1. Devis et site de l’étude

Cette étude qualitative est basée sur une étude de cas unique avec des données mixtes (Yin, 2009). Le cas choisi est l’urgence psychiatrique d’un institut universitaire en SM situé dans un grand centre urbain (ci-après « hôpital »). Ce dernier compte plusieurs partenaires sur son territoire, dont quelques centres locaux de services communautaires (CLSC) disposant de guichets d’accès en SM et d’équipes en SM de première ligne, de plusieurs groupes de médecine familiale (GMF) où pratiquent des omnipraticiens, d’un centre de crise et de divers autres organismes communautaires en SM. L’urgence dessert la population locale tout en assumant un mandat suprarégional en SM, c’est-à-dire couvrant pour ses services spécialisés quelques régions du Québec qui en sont dépourvues. Entre le 1er avril 2021 et le 30 avril 2022, 6 292 visites réalisées par 4 246 patients ont été enregistrées à cette urgence psychiatrique.

2. Population de l’étude et recrutement

Cette étude a ciblé des professionnels en SM provenant des services de l’urgence psychiatrique, d’autres services de l’hôpital (p. ex. module d’évaluation-liaison, équipes de suivi intensif ou de soutien d’intensité variable), et des partenaires de l’urgence (p. ex. équipes et guichets d’accès en SM des CLSC, centre de crise). Les participants devaient être des professionnels expérimentés ayant occupé leurs fonctions depuis au moins 6 mois. Certains étaient cliniciens (infirmiers, psychiatres, omnipraticiens, etc.), d’autres gestionnaires de l’urgence liés à sa coordination avec l’hôpital ou ses partenaires. Les participants à l’étude ont d’abord été identifiés par un comité d’orientation formé pour soutenir la recherche, incluant le traitement des données. L’équipe de recherche a ensuite invité ces professionnels à prendre part à l’étude, puis à donner leur consentement à y participer. L’étude avait préalablement obtenu l’approbation éthique du centre de recherche de l’hôpital concerné.

3. Collecte de données

Des entrevues d’une durée moyenne de 60 minutes ont été réalisées entre avril et septembre 2021 via la plateforme Zoom. Les participants ont également rempli un bref questionnaire autoadministré (en ligne sur LimeSurvey) permettant d’obtenir leurs profils sociodémographiques et professionnels. Le guide d’entrevue couvrait les 4 catégories du cadre conceptuel mentionnées dans l’introduction, soit : 1) le système de la santé (p. ex. services offerts dans le réseau, gestion des services) ; 2) les profils des patients (p. ex. principaux motifs de consultation à l’urgence) ; 3) les professionnels de la santé (p. ex. qualité des relations interprofessionnelles) ; 4) l’organisation des services (p. ex. innovations déployées à l’urgence pour réduire son utilisation).

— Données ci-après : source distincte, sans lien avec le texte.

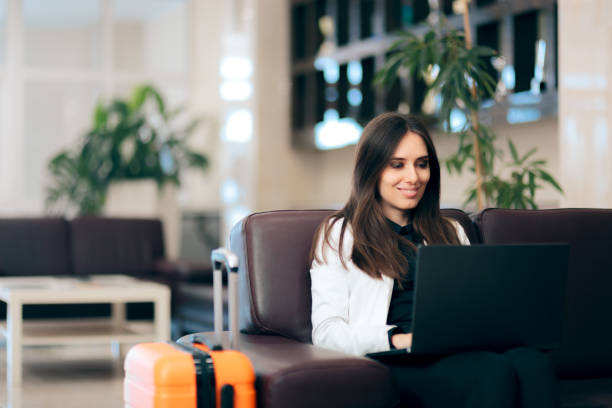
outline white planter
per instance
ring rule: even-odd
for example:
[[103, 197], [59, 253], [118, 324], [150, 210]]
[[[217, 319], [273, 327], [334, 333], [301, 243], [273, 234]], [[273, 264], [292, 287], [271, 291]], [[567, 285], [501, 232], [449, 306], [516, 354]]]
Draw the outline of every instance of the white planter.
[[181, 212], [174, 184], [159, 190], [152, 179], [112, 182], [102, 213], [108, 217], [159, 218], [164, 229], [166, 256], [177, 259], [180, 252]]

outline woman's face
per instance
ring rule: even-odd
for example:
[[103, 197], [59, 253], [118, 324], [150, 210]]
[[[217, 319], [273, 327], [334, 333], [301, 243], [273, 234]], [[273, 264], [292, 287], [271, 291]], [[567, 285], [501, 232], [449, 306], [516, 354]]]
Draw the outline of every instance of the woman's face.
[[416, 133], [406, 133], [378, 181], [383, 213], [388, 219], [399, 225], [410, 221], [407, 210], [421, 201], [429, 173], [425, 142]]

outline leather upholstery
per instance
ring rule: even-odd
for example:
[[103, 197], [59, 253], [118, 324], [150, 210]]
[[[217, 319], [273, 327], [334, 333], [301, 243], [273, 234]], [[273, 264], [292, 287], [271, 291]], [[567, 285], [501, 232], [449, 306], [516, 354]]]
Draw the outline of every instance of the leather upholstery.
[[474, 226], [474, 223], [470, 219], [470, 217], [463, 212], [462, 210], [458, 210], [455, 208], [444, 208], [440, 210], [440, 213], [443, 217], [452, 218], [455, 221], [459, 222], [465, 231], [465, 235], [467, 235], [470, 243], [478, 244], [480, 243], [480, 237], [478, 236], [478, 231]]
[[[241, 351], [259, 381], [260, 407], [392, 407], [389, 371], [376, 361], [312, 346], [308, 255], [331, 210], [272, 211], [237, 224], [230, 245], [239, 257]], [[444, 210], [468, 237], [468, 216]]]
[[612, 375], [612, 210], [487, 209], [473, 217], [485, 244], [570, 245], [561, 347], [562, 377]]
[[[257, 374], [258, 406], [393, 407], [396, 390], [375, 361], [310, 344], [308, 250], [331, 211], [253, 214], [238, 224], [231, 248], [240, 258], [241, 350]], [[458, 220], [472, 244], [569, 242], [568, 307], [554, 359], [565, 377], [612, 372], [612, 210], [489, 209]], [[265, 335], [262, 335], [265, 334]], [[364, 361], [365, 360], [365, 361]], [[609, 379], [562, 381], [565, 403], [612, 401]], [[368, 400], [370, 398], [370, 400]], [[582, 405], [580, 405], [582, 406]]]
[[[231, 249], [240, 258], [240, 329], [251, 334], [280, 334], [311, 342], [308, 254], [314, 233], [331, 210], [271, 211], [252, 214], [231, 233]], [[478, 236], [467, 214], [444, 209], [470, 238]]]
[[331, 213], [257, 213], [234, 227], [230, 243], [240, 258], [242, 332], [311, 342], [308, 254], [315, 230]]

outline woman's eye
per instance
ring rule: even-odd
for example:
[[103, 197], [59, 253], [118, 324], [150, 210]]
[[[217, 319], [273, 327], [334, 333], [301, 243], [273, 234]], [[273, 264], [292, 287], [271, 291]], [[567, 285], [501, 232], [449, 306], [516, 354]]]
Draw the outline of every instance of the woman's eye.
[[428, 161], [422, 161], [422, 162], [419, 162], [419, 163], [417, 164], [417, 166], [418, 166], [420, 169], [426, 169], [426, 168], [428, 168], [428, 167], [429, 167], [429, 162], [428, 162]]
[[404, 163], [402, 162], [391, 162], [391, 167], [394, 169], [401, 169]]

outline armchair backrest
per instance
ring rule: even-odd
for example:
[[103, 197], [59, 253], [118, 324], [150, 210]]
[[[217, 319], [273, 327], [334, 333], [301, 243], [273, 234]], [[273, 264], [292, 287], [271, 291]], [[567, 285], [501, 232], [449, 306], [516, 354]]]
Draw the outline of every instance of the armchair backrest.
[[308, 254], [330, 210], [251, 214], [230, 236], [240, 259], [240, 330], [310, 342]]
[[[230, 237], [240, 259], [240, 329], [311, 342], [310, 265], [314, 233], [331, 210], [288, 210], [249, 215]], [[443, 210], [457, 219], [470, 239], [474, 227], [461, 210]]]

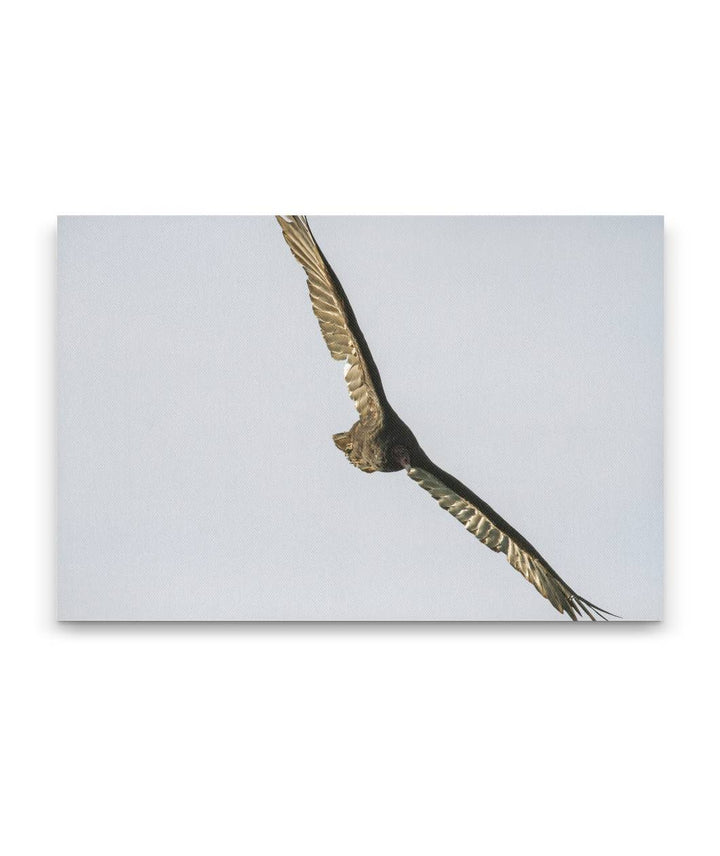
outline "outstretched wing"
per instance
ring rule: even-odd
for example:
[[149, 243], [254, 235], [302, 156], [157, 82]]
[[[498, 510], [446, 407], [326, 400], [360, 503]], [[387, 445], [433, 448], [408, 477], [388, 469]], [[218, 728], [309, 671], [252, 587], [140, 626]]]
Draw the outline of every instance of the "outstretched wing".
[[617, 618], [576, 594], [529, 541], [469, 488], [443, 472], [429, 458], [425, 458], [422, 467], [411, 467], [408, 475], [486, 547], [496, 553], [505, 553], [513, 568], [520, 571], [558, 612], [566, 612], [573, 621], [582, 617], [582, 613], [593, 621], [597, 618], [607, 621], [607, 615]]
[[386, 405], [380, 374], [350, 302], [310, 231], [307, 217], [277, 217], [292, 254], [305, 268], [313, 312], [330, 353], [345, 360], [345, 381], [361, 420], [381, 421]]

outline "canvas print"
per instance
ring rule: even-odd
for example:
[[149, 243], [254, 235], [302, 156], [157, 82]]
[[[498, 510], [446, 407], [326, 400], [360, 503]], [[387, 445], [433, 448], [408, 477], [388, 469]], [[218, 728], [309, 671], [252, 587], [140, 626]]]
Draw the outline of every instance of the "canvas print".
[[659, 217], [60, 218], [59, 618], [659, 620], [662, 253]]

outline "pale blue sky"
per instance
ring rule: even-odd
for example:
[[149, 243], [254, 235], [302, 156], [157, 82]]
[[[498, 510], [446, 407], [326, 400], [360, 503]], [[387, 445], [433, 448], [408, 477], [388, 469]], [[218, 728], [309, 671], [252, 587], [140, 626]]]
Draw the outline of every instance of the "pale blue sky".
[[[581, 595], [662, 614], [659, 217], [311, 217], [427, 453]], [[59, 616], [560, 619], [355, 411], [268, 217], [58, 226]]]

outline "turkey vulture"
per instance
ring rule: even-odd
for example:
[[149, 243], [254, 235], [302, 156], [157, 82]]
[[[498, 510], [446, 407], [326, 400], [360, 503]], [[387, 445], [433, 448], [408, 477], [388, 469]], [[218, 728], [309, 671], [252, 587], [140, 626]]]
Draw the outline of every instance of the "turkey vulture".
[[380, 374], [340, 281], [318, 246], [306, 217], [277, 217], [285, 241], [307, 274], [312, 308], [330, 353], [345, 360], [345, 381], [359, 419], [333, 436], [351, 464], [365, 473], [406, 470], [441, 508], [531, 582], [560, 613], [573, 621], [613, 615], [576, 594], [533, 545], [454, 476], [434, 464], [415, 435], [390, 406]]

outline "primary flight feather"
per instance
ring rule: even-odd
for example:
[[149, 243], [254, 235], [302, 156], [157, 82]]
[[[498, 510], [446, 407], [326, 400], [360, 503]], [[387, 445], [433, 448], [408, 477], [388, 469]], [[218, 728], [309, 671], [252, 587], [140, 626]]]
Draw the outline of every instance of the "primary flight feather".
[[508, 562], [573, 621], [595, 621], [612, 613], [576, 594], [519, 532], [454, 476], [434, 464], [412, 431], [390, 406], [380, 374], [340, 281], [335, 276], [306, 217], [278, 217], [283, 235], [305, 269], [313, 312], [336, 360], [345, 360], [345, 381], [359, 418], [349, 431], [333, 436], [351, 464], [366, 473], [405, 469], [441, 508]]

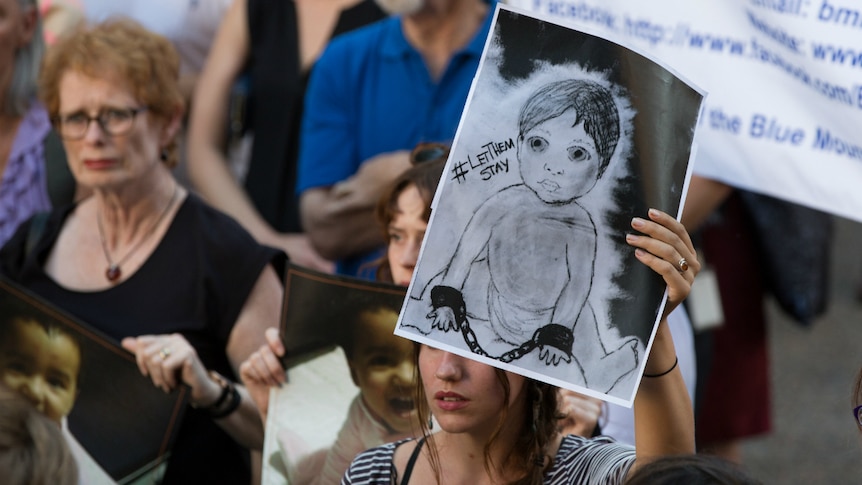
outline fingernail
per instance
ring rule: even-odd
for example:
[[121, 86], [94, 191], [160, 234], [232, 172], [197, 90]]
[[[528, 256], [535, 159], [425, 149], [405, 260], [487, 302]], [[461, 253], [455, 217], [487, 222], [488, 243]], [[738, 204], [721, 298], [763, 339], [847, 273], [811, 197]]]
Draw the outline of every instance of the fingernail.
[[650, 209], [650, 210], [649, 210], [649, 215], [650, 215], [650, 217], [658, 217], [659, 212], [658, 212], [657, 210], [655, 210], [655, 209]]
[[644, 221], [640, 217], [633, 217], [632, 218], [632, 227], [641, 228], [644, 226], [645, 223], [646, 223], [646, 221]]
[[626, 241], [635, 242], [637, 240], [638, 240], [638, 237], [635, 236], [634, 234], [626, 234]]
[[637, 249], [635, 249], [635, 256], [642, 258], [642, 257], [646, 256], [646, 251], [644, 251], [641, 248], [637, 248]]

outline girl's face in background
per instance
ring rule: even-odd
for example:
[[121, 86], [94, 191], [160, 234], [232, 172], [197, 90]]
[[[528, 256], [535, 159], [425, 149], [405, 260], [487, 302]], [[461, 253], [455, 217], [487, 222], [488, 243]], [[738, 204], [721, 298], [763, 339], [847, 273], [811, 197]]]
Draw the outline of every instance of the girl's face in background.
[[408, 185], [398, 195], [397, 212], [389, 223], [389, 246], [387, 256], [392, 281], [396, 285], [407, 286], [413, 277], [419, 248], [425, 237], [428, 222], [423, 218], [426, 203], [415, 185]]

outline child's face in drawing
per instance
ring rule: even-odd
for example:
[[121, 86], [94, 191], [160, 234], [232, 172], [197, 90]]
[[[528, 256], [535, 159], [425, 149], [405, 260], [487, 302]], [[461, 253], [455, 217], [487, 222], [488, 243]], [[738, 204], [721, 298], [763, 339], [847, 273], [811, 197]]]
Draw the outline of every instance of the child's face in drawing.
[[416, 260], [419, 259], [419, 248], [428, 222], [425, 221], [425, 201], [415, 185], [409, 185], [397, 200], [398, 212], [389, 223], [389, 246], [387, 256], [392, 281], [397, 285], [407, 286], [413, 276]]
[[69, 414], [78, 391], [81, 351], [62, 332], [29, 319], [12, 321], [0, 347], [0, 380], [56, 422]]
[[573, 126], [574, 109], [524, 133], [518, 160], [524, 184], [548, 204], [571, 202], [589, 192], [599, 177], [595, 142], [583, 123]]
[[413, 402], [413, 344], [392, 334], [398, 314], [378, 309], [359, 315], [349, 362], [371, 412], [395, 432], [409, 433], [416, 416]]

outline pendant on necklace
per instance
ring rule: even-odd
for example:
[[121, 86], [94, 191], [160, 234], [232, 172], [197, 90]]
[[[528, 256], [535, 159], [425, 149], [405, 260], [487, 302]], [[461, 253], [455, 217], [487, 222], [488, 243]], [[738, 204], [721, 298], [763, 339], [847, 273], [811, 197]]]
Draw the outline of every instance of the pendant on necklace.
[[120, 271], [120, 267], [116, 264], [108, 266], [108, 269], [105, 270], [105, 277], [108, 278], [108, 281], [110, 281], [111, 283], [120, 279], [120, 276], [122, 275], [123, 272]]

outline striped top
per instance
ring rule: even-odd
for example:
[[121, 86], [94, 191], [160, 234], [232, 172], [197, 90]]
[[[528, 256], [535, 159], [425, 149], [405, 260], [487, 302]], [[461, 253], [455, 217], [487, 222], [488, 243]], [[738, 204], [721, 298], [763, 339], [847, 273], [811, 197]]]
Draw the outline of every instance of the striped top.
[[[408, 440], [387, 443], [356, 456], [342, 485], [390, 485], [396, 483], [392, 457]], [[568, 435], [560, 443], [554, 464], [545, 473], [545, 485], [612, 485], [625, 483], [635, 461], [635, 449], [607, 436], [583, 438]], [[403, 485], [403, 484], [402, 484]]]

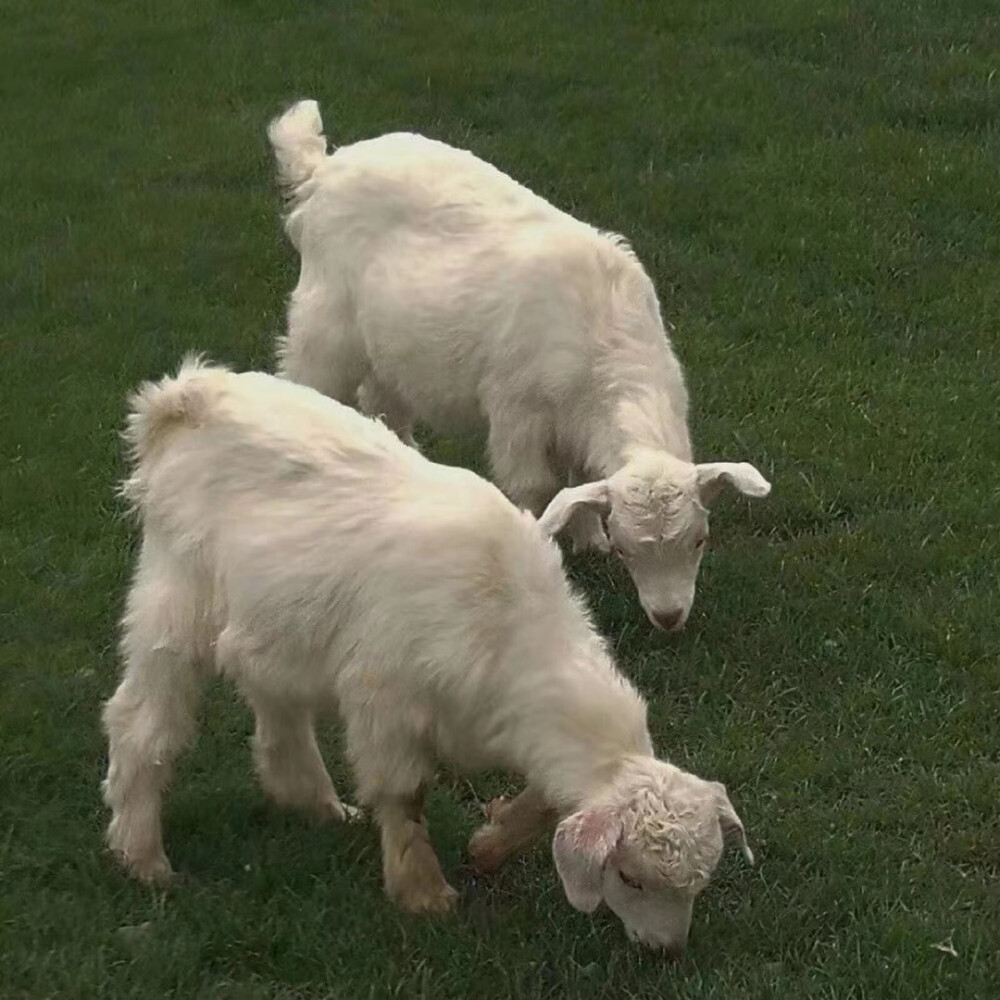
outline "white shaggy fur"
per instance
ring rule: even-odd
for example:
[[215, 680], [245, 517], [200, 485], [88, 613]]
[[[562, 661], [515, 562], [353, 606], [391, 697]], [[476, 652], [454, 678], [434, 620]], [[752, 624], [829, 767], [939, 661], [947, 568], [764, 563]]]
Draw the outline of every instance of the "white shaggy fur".
[[135, 394], [126, 436], [143, 537], [104, 789], [110, 846], [134, 875], [170, 874], [161, 797], [217, 670], [256, 715], [268, 794], [331, 820], [347, 807], [313, 722], [339, 713], [403, 906], [455, 899], [423, 818], [436, 762], [504, 767], [527, 790], [473, 838], [482, 870], [563, 817], [570, 900], [604, 898], [630, 934], [683, 943], [723, 831], [742, 826], [721, 785], [653, 756], [645, 704], [534, 517], [311, 389], [198, 361]]
[[624, 240], [419, 135], [327, 157], [315, 101], [269, 135], [302, 259], [282, 374], [408, 443], [414, 418], [485, 426], [496, 481], [536, 515], [561, 484], [599, 481], [567, 512], [574, 543], [614, 551], [653, 624], [681, 627], [709, 500], [724, 481], [770, 485], [745, 463], [693, 464], [681, 368]]

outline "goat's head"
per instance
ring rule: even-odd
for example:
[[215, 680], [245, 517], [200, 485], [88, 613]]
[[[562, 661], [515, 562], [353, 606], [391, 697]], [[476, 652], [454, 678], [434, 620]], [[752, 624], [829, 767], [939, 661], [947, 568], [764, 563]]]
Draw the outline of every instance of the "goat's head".
[[540, 523], [555, 534], [578, 511], [600, 514], [643, 610], [657, 628], [670, 631], [691, 611], [708, 541], [708, 507], [726, 483], [747, 496], [771, 492], [746, 462], [694, 465], [665, 451], [641, 451], [608, 479], [562, 490]]
[[732, 834], [747, 860], [743, 823], [724, 785], [654, 758], [630, 761], [599, 797], [556, 829], [556, 869], [570, 903], [603, 901], [633, 941], [679, 954], [694, 901]]

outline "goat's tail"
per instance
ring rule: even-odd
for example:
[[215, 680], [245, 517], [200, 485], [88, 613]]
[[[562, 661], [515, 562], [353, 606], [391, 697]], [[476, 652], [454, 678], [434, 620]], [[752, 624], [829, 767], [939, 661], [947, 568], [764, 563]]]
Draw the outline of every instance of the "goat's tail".
[[121, 487], [122, 494], [137, 501], [134, 487], [141, 468], [177, 427], [203, 423], [211, 402], [218, 396], [219, 376], [228, 369], [210, 365], [189, 354], [174, 376], [145, 382], [129, 397], [129, 414], [122, 436], [128, 442], [134, 465], [133, 476]]
[[326, 159], [323, 119], [315, 101], [299, 101], [268, 126], [278, 161], [278, 183], [292, 195]]

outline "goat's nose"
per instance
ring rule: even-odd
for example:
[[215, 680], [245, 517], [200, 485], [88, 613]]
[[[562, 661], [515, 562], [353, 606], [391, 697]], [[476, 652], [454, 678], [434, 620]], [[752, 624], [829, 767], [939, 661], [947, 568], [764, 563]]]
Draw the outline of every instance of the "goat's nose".
[[653, 621], [657, 628], [662, 628], [664, 632], [672, 632], [677, 628], [684, 617], [682, 608], [674, 608], [673, 611], [657, 611], [653, 615]]

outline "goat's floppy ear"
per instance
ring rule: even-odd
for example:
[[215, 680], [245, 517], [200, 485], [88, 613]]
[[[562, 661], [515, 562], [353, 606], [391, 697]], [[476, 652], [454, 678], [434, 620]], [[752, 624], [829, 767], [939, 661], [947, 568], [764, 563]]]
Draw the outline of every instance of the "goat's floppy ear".
[[701, 502], [711, 503], [723, 483], [735, 486], [748, 497], [766, 497], [771, 484], [749, 462], [705, 462], [696, 466]]
[[726, 786], [721, 782], [713, 781], [712, 789], [715, 792], [716, 807], [719, 815], [719, 826], [722, 828], [723, 837], [735, 837], [743, 851], [743, 857], [753, 864], [753, 851], [747, 843], [746, 830], [743, 829], [743, 820], [736, 815], [732, 802], [729, 801], [729, 793]]
[[621, 818], [611, 808], [573, 813], [556, 827], [552, 856], [571, 906], [584, 913], [597, 909], [604, 865], [621, 835]]
[[606, 479], [583, 486], [567, 486], [560, 490], [538, 519], [538, 526], [549, 538], [558, 535], [569, 523], [573, 512], [580, 507], [591, 507], [602, 517], [611, 509], [611, 488]]

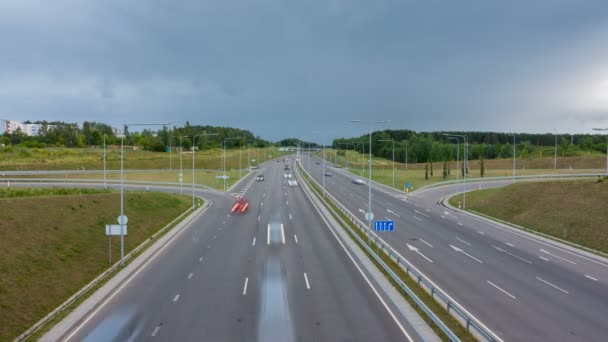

Le questionnaire en ligne identifiait l’âge, le sexe, la profession, le poste et les années de service de chaque participant dans la profession et l’organisation. Dans le cas des cliniciens, le questionnaire identifiait également le niveau d’aisance dans la détection et le traitement des dépendances, ou des dépendances avec troubles mentaux concomitants.

4. Analyse des données

Le données qualitatives de l’étude de cas ont été traitées à partir d’une méthode d’analyse de contenu (Drisko et Maschi, 2015) organisée en 6 étapes : 1) transcription des données ; 2) lecture préliminaire ; 3) choix et définition des unités de classification ; 4) élaboration de la grille d’analyse ; 5) segmentation des contenus en unités d’information significatives ; 6) codification des contenus (Wanlin, 2007). Le cadre conceptuel (Figure 1) (Fleury et al. 2019b) a aussi guidé l’analyse des données ; il avait été préalablement adapté à partir de cadres d’analyse visant l’implantation d’innovations dans le système de santé (Damschroder et al., 2009 ; Greenhalgh et al., 2004 ; Kilbourne et al., 2007). Dans les analyses, l’importance perçue des facteurs encourageant (+ : notifications dans les tableaux) ou limitant (-) l’utilisation fréquente de l’urgence fut comptabilisée selon qu’ils étaient mentionnés ou non par les participants ; cette information fut ensuite intégrée aux résultats d’analyse en fonction du cadre conceptuel. Une procédure d’accord interjuges permettant la validation de 20 % du contenu qualitatif découpé et codé a été effectuée. Plusieurs autres mesures ont été prises pour assurer la rigueur de l’étude – réunions régulières de suivi pour discuter du processus d’analyse, inclusion de thèmes émergents, soutien d’une équipe aux expertises diversifiées, etc. Les données quantitatives extraites du questionnaire en ligne ont fait l’objet d’analyses descriptives, incluant des distributions (fréquences et pourcentages) pour les variables catégorielles, et des mesures de tendance centrale pour les variables continues (moyennes et écarts-types, ou médianes et écarts interquartiles, selon la distribution normale ou non des variables).

Figure 1

Cadre conceptuel : facteurs encourageant (+) ou limitant (-) l’utilisation des services de l’urgence psychiatrique par les grands utilisateurs de ces services (3+ visites/année)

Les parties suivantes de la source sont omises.